Alclofenac: a review of its pharmacological properties and therapeutic efficacy in rheumatoid arthritis and allied rheumatic disorders
Drugs 1977 Oct;14(4):241-59.PMID:21068DOI:10.2165/00003495-197714040-00001.
Alclofenac is a non-steroidal anti-inflammatory agent advocated for use in rheumatoid arthritis, degenerative joint disease and ankylosing spondylitis. Published data to date, suggest that Alclofenac 3g daily is comparable in efficacy with aspirin 4.8g daily, phenylbutazone 300 to 600mg daily and indomethacin 150mg daily. In Welsh patients, gastro-intestinal side-effects have generally been less frequent and milder than with the standard comparison drugs, but in other populations differences in the overall incidence of these side-effects have been less marked. Results of a long-term trial, as evidenced by alterations in certain biochemical indications of disease activity, suggest that Alclofenac may possibly reduce the severity of the disease itself, but further studies will be needed to confirm this. However, at present Alclofenac should be considered along with the other drugs of its type in the initial treatment of the arthritic patient. Skin rash is the most frequent side-effect, which in a small proportion of affected patients may be associated with systemic effects. A cutaneous reaction appears to be more likely in patients with a history of previous allergy to penicillin and other drugs.
Double-blind comparison of Alclofenac and aspirin in the treatment of rheumatoid arthritis. Part II: high dosage regime for assessment of analgesic and anti-inflammatory activity
Curr Med Res Opin 1975;3(5):309-20.PMID:241600DOI:10.1185/03007997509114781.
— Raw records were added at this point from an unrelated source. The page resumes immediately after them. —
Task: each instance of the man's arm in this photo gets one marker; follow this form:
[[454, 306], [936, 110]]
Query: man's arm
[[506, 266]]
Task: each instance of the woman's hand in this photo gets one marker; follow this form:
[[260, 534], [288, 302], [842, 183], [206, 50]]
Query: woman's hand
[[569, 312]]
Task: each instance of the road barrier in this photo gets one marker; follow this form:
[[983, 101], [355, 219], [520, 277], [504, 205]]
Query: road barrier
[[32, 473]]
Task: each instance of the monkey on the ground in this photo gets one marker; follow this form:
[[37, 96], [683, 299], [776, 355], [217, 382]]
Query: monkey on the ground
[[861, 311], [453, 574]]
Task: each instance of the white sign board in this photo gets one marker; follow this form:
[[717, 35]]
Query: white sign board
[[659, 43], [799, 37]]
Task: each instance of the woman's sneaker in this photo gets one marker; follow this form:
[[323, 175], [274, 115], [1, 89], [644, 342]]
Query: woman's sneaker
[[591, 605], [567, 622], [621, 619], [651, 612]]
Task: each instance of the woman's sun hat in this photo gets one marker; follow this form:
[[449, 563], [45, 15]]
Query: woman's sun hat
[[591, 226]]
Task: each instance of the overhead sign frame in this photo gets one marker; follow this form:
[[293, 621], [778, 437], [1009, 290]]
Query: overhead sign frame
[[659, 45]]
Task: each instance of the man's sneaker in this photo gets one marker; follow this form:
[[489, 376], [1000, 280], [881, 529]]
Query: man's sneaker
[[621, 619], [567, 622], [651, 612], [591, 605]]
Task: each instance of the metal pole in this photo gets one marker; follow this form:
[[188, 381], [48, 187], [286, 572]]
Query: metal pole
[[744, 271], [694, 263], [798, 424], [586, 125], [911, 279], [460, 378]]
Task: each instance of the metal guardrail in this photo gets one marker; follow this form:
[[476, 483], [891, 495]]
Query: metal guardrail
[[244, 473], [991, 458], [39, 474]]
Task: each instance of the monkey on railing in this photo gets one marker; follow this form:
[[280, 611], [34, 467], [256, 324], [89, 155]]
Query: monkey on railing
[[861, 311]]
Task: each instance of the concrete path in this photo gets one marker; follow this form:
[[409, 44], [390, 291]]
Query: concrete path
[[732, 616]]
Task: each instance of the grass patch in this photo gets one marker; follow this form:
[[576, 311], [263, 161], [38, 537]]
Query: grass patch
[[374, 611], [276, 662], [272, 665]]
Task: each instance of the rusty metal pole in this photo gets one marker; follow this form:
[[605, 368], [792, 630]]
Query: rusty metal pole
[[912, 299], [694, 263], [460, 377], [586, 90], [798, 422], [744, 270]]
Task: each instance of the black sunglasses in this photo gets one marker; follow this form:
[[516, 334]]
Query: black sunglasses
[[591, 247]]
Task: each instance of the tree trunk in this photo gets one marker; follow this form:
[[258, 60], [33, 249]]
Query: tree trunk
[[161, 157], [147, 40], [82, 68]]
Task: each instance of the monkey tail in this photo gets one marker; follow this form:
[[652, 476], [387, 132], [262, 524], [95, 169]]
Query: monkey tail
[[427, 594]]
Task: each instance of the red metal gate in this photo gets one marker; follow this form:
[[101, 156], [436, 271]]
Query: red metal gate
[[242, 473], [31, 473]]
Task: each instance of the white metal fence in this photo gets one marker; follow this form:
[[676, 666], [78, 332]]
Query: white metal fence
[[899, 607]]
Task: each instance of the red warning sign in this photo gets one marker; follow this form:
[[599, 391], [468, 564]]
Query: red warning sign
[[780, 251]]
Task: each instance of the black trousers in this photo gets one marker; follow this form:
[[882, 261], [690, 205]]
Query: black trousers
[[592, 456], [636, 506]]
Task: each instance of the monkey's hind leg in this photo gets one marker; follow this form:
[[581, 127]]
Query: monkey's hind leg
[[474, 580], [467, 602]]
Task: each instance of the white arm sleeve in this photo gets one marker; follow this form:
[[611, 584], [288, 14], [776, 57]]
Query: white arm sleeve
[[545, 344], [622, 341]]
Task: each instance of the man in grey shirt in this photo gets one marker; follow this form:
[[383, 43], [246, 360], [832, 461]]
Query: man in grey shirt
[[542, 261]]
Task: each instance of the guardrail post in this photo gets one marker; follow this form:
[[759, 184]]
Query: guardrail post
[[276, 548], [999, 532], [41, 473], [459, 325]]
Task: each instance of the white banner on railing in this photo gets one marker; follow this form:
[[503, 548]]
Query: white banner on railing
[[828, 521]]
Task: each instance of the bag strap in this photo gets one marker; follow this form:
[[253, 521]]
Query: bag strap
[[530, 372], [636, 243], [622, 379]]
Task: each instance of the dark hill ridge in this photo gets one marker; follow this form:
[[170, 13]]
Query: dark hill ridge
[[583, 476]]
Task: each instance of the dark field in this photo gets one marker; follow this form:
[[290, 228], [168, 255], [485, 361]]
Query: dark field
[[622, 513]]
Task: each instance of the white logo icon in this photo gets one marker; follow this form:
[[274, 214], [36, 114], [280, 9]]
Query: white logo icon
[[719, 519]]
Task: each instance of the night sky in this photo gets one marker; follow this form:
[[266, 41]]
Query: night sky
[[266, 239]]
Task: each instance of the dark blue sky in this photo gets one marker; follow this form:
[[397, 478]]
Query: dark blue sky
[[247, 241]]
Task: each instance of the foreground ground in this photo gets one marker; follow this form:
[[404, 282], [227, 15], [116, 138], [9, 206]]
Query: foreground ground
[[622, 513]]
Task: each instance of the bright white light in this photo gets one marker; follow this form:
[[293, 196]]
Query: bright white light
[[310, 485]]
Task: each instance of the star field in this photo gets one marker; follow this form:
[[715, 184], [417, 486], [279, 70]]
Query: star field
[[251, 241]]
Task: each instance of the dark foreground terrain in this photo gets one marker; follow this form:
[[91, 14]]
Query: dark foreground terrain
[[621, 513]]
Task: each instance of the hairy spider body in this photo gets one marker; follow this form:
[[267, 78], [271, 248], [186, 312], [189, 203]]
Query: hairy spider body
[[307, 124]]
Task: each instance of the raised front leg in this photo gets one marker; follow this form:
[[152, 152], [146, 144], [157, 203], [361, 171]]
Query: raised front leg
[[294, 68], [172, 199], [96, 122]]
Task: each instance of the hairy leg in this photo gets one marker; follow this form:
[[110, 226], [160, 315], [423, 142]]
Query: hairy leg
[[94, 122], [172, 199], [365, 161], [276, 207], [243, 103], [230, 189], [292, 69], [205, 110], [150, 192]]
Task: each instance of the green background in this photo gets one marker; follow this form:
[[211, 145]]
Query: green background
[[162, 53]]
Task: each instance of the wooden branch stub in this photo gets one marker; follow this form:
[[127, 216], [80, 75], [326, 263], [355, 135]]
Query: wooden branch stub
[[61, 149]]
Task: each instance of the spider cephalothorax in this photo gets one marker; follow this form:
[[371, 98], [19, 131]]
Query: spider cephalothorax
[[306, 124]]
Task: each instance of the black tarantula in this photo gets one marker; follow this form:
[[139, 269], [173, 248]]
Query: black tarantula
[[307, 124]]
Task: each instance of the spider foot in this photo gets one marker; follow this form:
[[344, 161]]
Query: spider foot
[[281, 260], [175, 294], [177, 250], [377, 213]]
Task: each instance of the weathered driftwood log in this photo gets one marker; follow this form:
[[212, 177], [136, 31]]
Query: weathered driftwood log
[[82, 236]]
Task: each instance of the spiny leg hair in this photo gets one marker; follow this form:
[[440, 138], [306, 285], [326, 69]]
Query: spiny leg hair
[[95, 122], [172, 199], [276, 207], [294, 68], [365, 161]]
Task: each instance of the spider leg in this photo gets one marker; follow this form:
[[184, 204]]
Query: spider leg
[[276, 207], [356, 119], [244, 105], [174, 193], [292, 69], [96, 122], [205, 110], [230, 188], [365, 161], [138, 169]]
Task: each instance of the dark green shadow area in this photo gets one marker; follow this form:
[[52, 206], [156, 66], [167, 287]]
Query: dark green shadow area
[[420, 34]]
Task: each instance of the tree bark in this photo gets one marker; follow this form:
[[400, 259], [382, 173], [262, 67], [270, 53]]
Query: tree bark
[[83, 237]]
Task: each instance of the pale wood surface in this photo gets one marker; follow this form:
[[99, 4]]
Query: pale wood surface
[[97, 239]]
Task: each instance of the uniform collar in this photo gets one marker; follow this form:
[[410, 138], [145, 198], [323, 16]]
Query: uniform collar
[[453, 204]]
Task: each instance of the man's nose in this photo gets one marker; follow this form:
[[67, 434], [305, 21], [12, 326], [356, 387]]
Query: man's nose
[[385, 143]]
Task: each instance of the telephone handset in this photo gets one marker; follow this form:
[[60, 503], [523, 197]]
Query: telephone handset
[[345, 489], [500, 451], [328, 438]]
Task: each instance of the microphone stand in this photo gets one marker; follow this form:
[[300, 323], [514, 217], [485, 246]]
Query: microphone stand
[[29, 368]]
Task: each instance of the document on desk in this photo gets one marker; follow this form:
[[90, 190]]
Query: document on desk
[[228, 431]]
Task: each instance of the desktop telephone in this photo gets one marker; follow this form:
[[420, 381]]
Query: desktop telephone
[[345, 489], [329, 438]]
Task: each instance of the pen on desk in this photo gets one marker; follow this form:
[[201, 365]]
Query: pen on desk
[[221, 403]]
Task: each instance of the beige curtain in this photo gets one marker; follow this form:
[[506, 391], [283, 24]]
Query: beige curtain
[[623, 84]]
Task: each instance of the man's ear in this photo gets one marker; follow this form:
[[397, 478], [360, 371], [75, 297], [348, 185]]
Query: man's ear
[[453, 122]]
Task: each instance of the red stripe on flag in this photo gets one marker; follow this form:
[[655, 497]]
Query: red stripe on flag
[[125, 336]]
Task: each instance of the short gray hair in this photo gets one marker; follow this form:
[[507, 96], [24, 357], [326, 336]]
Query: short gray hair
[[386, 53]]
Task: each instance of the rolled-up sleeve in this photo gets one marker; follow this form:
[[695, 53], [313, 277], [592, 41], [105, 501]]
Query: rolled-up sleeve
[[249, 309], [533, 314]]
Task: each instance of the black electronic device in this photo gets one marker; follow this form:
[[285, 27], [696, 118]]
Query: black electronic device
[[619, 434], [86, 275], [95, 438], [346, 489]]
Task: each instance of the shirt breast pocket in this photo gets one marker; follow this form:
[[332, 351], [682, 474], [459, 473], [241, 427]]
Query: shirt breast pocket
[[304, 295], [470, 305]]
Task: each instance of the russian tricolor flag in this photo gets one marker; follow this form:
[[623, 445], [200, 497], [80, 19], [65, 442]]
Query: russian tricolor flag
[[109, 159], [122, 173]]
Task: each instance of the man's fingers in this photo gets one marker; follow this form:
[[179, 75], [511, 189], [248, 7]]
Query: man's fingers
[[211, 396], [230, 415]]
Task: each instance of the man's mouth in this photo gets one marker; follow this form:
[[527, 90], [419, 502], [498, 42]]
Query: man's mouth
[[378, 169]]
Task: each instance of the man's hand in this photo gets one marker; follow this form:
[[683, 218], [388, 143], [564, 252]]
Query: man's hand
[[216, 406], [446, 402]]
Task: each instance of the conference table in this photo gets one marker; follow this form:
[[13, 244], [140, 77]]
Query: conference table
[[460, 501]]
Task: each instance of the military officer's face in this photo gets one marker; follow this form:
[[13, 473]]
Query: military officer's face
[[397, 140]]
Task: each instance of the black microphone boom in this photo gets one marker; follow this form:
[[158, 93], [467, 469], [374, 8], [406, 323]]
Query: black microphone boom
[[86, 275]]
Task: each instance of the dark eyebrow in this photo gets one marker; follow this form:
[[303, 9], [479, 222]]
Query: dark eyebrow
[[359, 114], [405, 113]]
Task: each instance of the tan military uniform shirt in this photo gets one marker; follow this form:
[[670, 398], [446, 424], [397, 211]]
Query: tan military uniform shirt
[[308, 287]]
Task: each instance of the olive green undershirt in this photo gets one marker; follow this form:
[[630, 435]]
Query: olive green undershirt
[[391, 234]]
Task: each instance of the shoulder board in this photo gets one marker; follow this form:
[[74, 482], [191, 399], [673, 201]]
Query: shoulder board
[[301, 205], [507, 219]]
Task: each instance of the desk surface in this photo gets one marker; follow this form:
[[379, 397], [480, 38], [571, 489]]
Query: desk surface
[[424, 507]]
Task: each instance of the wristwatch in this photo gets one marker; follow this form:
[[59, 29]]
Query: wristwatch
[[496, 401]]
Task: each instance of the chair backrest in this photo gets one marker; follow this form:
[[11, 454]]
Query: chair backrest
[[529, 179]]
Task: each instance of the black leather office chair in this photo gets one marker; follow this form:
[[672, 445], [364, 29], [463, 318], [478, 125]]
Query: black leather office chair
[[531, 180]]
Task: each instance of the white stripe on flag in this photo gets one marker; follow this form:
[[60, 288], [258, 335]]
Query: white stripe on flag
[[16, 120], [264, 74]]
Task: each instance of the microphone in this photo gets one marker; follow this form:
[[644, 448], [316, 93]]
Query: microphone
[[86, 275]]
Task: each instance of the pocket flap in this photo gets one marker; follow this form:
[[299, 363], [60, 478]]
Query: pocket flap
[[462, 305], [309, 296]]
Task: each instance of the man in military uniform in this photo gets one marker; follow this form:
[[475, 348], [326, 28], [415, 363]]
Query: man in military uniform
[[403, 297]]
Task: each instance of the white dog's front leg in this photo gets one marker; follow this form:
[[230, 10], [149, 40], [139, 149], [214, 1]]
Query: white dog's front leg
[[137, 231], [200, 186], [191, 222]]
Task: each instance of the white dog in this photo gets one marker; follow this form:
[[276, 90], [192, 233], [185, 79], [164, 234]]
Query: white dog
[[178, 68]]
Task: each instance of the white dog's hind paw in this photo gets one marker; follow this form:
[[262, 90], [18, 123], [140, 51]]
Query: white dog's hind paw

A double-blind trial was carried out in 76 patients with active rheumatoid arthritis to compare the analgesic and anti-inflammatory activity of 3 g. Alclofenac with 4.8 g. aspirin daily over a 6-week period. All patients selected showed reversible inflammatory swelling of the finger joints. Of the 60 patients successfully completing the trial, 30 were treated as out-patients and 30 patients received in-patient treatment for approximately the first 2 weeks. Both groups were analysed separately. Treatment was randomised and patients received the drugs in identical tablet form except for the last 16 patients who were transferred to capsules. Results showed that though the activity potential, morning stiffness, grip strength, joint pain and tenderness improved significantly at the end of the 6-week period, there was no statistical difference between the two drugs. However, functional capacity indicated slight superiority of Alclofenac over aspirin at a low level of significance. P.I.P. joint swelling showed that both in-patients and out-patients on Alclofenac improved significantly (p less than .001)compared to patients in the aspirin group. Laboratory investigations showed no difference between the two drugs as far as changes in serum proteins, serum transaminase, haemoglobin and E.S.R. levels were concerned. However, serum uric acid levels dropped significantly (.05 greater than p greater than .01) with aspirin. The incidence of side-effects was slightly higher in the aspirin group but a high incidence of skin rash (30% approx.) was recorded with Alclofenac tablets. No incidence of skin rash was recorded in patients taking Alclofenac capsules, but the number of patients taking capsules was too small to make any prediction. It appears from this study that in active rheumatoid arthritis the analgesic and anti-inflammatory activity of 3 g. Alclofenac is equivalent to 4.8 g. aspirin, and Alclofenac is superior to aspirin in reducing the inflammatory swelling of rheumatoid joints.